L’acte qui suit est extrait des Archives Départementales du Maine-et-Loire, série 5E36 – Voici la retranscription de l’acte : Le 25 octobre 1603 après midy, en la cour royal d’Angers en droit par devant nous François Prevost notaire personnellement estably René Prevost écuyer demeurant au lieu de la Roche Villefoux paroisse de Noyal pays de Bretagne, évêché de St Brieuc, soubmettant etc confesse avoir donné et par ces présentes donne à chacune de damoiselle Orphraise et Renée Prevost ses sœurs demeurantes à Saulgé présentes stipullantes et acceptantes la somme de 36 livres tz de pension viagère annuelle qu’il leur promet fournir et bailler ou faire fournir et bailler chacuns ans et à chacune d’elle leur vie durant seulement, sur les fruits de la terre fief appartenance et dépendance de Saulgé l’Hospital et sur la terre fief appartenance de la Saullaye paroisse de Martigné Briand, dépendant de la succession de défunts nobles personnes Jehan Prevost et Françoise Amont sa femme leur père et mère, et Claude et François Prevost leurs frères et Ysabeau Prevost leur sœur, lesquelles successions lesdites Orphraise et Renée auraient répudiées, ladite rente ou pension viagère de 36 livres tz à chacune desdites Orphraise et Renée extinguible à mesure et au mesme temps qu’elles décèderont et laquelle pension ou rente viagère ledit estably a donné et donne à sesdites sœurs pour aider à leur subvenir et entretenir pour l’amitié qu’il leur porte et pour autres causes à ce le mouvant
et a consenti ces présentes estre publiées et registrées par toutes formes …

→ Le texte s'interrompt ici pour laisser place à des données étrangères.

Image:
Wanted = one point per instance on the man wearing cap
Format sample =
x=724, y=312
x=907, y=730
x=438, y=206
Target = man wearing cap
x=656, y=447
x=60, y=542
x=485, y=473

fait en ladite maison seigneuriale de Saulgé-l’Hôpital présent Martin Delespine marchand demeurant en la paroisse de la Madelaine de Noyant près Doué, et Me André Aubineau notaire

Cliquez l’image pour l’agrandir. Cette image est la propriété des Archives Départementales du Maine-et-Loire. Je la mets ici à titre d’outil d’identification des signatures, car autrefois on ne changeait pas de signature.

Cet acte nous offre encore une ORPHRAISE, prénom ancien que j’ai plusieurs fois rencontré.